Question regarding surjective mapping I have come across a question while solving practice papers on the topic 'Functions'.
The question is as follows -

If $f : X \to Y $, find $f (X)$, when $f $ is a surjective or onto mapping.
Here $X $ and $Y $ are non-empty sets

Here is my approach -

As $f $ is a surjective mapping of $X$ to $Y$, then for each $y \in Y $, there exists an $x \in X $, such that $f (x) = y $. Thus $f (X) = Y$.

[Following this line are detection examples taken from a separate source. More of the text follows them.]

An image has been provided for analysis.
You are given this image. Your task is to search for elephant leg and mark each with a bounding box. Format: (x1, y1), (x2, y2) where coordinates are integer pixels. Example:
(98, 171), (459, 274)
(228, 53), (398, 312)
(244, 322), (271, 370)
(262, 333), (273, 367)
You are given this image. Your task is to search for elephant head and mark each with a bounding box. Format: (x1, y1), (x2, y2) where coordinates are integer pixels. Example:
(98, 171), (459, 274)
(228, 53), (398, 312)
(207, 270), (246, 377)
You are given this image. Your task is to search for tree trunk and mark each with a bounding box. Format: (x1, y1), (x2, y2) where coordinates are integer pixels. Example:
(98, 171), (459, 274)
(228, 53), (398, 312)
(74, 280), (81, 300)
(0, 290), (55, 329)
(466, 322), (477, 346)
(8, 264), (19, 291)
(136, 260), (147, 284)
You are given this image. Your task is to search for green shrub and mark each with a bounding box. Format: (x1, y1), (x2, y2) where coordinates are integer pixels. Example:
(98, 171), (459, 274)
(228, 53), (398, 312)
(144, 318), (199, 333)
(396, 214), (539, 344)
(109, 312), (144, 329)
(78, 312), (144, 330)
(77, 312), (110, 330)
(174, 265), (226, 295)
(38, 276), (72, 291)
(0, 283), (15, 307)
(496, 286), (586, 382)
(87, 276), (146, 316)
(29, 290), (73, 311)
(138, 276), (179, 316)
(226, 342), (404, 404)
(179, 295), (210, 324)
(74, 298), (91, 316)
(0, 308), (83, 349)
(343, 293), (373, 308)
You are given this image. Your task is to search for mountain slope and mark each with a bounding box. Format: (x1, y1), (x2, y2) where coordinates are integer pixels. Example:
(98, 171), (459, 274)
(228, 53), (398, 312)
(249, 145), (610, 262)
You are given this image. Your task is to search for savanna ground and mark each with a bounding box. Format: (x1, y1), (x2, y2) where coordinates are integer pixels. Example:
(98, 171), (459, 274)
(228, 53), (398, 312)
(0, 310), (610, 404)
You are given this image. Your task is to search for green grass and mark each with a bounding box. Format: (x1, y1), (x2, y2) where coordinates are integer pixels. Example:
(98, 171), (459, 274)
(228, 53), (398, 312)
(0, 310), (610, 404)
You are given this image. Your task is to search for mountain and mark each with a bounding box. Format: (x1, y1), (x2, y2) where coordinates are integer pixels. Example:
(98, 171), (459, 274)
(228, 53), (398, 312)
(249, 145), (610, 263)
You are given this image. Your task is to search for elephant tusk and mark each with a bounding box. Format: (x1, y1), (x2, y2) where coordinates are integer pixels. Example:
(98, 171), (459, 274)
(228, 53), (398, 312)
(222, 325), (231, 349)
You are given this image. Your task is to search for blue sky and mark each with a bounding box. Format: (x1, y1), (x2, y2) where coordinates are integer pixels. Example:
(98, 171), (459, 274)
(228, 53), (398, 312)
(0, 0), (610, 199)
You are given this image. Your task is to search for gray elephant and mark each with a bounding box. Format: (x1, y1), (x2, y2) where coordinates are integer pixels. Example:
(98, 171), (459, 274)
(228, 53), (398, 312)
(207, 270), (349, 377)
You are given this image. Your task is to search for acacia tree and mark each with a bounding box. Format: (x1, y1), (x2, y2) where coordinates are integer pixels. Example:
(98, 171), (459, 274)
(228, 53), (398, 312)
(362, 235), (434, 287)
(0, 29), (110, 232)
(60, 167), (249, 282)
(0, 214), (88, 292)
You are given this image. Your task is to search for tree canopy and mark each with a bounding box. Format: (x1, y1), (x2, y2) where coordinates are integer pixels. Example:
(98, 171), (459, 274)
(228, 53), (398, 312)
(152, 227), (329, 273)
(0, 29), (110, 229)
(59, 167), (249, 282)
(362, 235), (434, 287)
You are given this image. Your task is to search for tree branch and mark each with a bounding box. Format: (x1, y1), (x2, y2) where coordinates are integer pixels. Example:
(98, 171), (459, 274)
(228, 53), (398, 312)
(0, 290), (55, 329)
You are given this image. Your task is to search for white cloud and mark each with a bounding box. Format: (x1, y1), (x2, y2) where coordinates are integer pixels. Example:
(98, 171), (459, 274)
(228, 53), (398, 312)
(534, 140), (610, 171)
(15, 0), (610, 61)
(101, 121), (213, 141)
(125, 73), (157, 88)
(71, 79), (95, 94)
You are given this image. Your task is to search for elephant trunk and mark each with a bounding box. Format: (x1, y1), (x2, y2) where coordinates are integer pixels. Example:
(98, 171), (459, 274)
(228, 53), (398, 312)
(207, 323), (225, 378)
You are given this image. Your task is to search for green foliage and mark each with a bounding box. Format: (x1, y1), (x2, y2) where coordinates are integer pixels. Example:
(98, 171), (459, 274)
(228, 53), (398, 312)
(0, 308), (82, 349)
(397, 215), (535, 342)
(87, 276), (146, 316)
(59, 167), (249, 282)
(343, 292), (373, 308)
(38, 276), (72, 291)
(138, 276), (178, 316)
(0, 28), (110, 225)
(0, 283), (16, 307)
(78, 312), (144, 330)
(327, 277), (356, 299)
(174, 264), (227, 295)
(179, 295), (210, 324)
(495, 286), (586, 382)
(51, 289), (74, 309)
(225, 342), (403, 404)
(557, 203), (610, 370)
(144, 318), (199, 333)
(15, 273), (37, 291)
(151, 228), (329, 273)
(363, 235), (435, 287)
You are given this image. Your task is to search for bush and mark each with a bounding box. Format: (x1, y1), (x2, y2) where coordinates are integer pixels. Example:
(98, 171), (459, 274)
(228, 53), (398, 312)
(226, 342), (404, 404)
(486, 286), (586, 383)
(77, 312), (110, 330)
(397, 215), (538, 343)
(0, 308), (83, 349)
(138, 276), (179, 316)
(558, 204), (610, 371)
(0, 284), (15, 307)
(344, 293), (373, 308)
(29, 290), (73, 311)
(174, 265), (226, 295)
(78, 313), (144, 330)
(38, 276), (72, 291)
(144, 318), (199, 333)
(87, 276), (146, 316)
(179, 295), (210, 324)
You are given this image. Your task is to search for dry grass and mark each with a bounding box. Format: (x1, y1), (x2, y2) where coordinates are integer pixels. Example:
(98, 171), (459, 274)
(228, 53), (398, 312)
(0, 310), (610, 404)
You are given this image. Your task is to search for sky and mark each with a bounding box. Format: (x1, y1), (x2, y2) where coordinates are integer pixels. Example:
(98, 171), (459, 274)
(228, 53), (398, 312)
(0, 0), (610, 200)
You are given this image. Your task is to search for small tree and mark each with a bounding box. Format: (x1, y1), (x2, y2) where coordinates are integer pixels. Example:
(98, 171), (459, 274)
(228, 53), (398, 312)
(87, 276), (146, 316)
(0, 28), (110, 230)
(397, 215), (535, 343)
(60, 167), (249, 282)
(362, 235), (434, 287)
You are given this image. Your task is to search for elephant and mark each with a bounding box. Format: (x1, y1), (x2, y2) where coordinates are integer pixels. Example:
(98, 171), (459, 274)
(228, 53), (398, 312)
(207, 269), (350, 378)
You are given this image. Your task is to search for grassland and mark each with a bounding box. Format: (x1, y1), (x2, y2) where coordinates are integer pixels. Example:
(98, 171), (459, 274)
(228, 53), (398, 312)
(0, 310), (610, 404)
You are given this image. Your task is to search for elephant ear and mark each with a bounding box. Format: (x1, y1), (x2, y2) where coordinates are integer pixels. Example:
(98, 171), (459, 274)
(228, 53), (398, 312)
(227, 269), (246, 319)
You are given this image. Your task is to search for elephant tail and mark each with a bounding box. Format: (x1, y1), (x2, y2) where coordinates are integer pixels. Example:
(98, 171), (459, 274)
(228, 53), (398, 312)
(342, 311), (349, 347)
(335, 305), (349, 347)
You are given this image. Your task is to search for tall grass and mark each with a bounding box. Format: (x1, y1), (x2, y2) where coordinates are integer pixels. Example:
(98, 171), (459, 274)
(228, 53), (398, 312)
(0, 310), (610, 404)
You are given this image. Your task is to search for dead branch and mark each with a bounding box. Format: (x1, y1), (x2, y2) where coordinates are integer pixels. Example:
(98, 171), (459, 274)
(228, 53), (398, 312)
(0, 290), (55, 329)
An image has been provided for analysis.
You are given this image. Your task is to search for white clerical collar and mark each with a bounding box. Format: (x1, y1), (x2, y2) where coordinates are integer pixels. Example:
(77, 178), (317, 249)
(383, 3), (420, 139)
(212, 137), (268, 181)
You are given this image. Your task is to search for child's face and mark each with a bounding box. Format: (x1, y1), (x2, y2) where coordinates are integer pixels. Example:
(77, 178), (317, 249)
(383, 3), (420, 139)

Can I be provided with a more formal proof ?
Suggestions for correction in my answer and a detailed answer with explanation would be helpful.
 A: Just to be really really pedantic, let us prove it by double inclusion. Let us set $f(X):=\left\{y\in Y\mid \exists\,x\in X \text{ such that } y=f(x)\right\}$. Thus $f(X)\subseteq Y$. On the other hand, surjectivity means that for every $y\in Y$ there exists $x\in X$ such that $y=f(x)$, that is to say, that $Y\subseteq f(X)$. Conclusion: $Y=f(X).$
A: Below an indirect proof. 
Remark : ( after incorrect edits have been made, then fixed) : since set equality means reciprocal inclusion, the indirect proof consists in showing that the negation of this reciprocal inclusion is false. Set equality is not defined in terms of reciprocal membership. 
That " $Y$ is not included in  $f(X)$ " is contradictory follows immediately from surjectivity. 
To show that " $f(X)$ is not included in $Y$ " is contradictory, I use the definition of a function  $f : X \to Y$ as relation between $X$ and $Y$ and therefore as subset of the cartesian product " $X × Y$". Saying that "$f(X)$ is not included in $Y$" would mean that $f$ contains an ordered pair that does not belong to the cartesian product " $X \times Y$" , which contradicts the definition of $f$.